Big Boi, "Vicious Lies and Dangerous Rumors"
Big Boi, "Vicious Lies and Dangerous Rumors" (Courtesy)
It shouldn't come as a surprise that Big Boi's Vicious Lies and Dangerous Rumors takes a sharp stylistic turn away from 2010's Sir Lucious Left Foot: The Son of Chico Dusty. Big Boi has always had his ears open to everything and seems to get creatively restless easily. So, he reeled in tons of collaborators and injected his southern hip hop with indie electronic sounds.

The guest work on the record is all over the map.

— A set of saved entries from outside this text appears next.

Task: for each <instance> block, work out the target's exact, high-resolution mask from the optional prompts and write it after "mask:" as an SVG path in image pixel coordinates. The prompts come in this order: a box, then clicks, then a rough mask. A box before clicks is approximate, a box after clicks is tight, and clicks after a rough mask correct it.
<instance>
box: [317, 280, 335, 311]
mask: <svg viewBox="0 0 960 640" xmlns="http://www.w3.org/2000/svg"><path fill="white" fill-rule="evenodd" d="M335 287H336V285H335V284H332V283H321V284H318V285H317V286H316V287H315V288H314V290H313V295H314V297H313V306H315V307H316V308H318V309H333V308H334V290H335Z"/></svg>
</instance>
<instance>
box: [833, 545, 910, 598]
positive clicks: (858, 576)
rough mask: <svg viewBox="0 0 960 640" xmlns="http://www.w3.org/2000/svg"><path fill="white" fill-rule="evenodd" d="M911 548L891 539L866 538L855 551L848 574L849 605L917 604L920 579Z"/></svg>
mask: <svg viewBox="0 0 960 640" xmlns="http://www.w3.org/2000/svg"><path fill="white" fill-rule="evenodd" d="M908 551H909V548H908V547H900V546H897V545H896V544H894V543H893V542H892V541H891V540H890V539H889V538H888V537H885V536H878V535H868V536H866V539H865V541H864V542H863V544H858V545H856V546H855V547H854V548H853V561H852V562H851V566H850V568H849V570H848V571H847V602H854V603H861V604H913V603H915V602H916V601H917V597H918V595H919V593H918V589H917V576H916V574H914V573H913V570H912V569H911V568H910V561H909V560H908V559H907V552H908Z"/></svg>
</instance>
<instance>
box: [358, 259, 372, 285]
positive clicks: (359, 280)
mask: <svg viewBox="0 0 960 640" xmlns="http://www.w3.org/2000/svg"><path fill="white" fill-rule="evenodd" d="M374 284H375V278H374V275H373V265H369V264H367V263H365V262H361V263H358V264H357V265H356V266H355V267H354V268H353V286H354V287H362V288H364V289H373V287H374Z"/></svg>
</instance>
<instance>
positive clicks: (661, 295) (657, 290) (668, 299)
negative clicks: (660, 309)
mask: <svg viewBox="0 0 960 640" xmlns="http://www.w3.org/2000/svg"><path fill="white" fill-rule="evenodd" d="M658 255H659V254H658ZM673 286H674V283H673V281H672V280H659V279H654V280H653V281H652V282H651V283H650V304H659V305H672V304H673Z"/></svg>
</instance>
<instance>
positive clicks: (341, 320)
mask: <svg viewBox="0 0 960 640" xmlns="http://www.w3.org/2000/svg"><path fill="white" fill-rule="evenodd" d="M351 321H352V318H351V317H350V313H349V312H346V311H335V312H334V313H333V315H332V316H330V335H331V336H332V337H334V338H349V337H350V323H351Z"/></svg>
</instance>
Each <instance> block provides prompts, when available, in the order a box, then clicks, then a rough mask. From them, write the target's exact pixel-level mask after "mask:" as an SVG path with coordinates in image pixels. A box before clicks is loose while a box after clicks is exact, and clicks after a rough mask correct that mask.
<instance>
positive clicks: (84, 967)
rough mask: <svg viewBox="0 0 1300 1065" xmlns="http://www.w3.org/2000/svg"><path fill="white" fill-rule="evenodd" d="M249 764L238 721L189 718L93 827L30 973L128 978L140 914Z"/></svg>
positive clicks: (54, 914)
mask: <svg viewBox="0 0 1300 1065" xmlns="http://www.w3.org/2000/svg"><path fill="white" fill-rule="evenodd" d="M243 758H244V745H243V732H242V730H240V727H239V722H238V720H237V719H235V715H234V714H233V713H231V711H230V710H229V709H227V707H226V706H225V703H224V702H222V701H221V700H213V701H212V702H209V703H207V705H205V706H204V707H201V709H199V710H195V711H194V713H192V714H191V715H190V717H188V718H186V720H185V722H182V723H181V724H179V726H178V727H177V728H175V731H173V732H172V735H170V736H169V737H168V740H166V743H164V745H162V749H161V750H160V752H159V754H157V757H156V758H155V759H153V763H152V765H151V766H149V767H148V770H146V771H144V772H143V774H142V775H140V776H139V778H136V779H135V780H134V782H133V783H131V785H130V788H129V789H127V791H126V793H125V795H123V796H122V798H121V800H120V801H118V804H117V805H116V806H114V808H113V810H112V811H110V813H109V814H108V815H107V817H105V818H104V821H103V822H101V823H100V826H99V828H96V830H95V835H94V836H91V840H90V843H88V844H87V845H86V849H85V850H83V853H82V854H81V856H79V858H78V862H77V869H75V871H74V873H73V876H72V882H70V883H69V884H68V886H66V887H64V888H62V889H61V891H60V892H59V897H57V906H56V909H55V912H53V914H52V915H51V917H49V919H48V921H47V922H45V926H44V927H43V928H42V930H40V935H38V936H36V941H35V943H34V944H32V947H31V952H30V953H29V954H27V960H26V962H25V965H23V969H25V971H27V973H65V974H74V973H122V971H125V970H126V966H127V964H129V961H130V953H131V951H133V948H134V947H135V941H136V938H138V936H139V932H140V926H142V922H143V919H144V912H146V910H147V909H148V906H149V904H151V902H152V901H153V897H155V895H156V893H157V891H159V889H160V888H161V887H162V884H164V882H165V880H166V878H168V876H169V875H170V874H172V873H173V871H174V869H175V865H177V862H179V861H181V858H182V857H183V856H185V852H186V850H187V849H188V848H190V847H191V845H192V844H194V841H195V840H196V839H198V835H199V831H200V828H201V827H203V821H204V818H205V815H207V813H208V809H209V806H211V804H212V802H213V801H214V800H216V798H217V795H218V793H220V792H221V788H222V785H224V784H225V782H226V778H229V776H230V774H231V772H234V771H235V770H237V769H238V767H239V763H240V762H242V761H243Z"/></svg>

There are more genre-standard team-ups, like A$AP Rocky, Kelly Rowland and Ludacris, and then there's the more unexpected crossovers into indie territory with Wavves' Nathan Williams, Phantogram and Little Dragon.

Actually, Vicious Lies and Dangerous Rumors is so heavy on collaborations that it makes the record as a whole a little schizophrenic. When he's working with his contemporaries -- on “In the A,”  he brings in T.I. and Ludacris, and he has UGK and Big K.R.I.T. on “Gossip” --  it sounds like the Big Boi we're used to. But big chunk of the album features indie pop duo Phantogram and Swedish EDM group Little Dragon. It's a risk, trading the funkier southern hip-hop beats for synthy, thudding EDM sounds, and it pays off more than it falls flat. That's especially true on “Thom Pettie,” which strikes an excellent balance of styles.

Where collaborations struggle, Big Boi holds them up. He's still one of the most technically gifted rappers out there, and he's not letting himself coast on reputation or lean on collaborators. He's the consistently strong element of Vicious Lies and Dangerous Rumors. That's weird to say, since it's his album, but it's easy to get caught up thinking about the contributions of everyone else.

It's all going to be divisive. A single person might love half the record and not the other half, and fans as a group will either appreciate the experimentation or gripe about it. At least we can all agree Big Boi's still got it.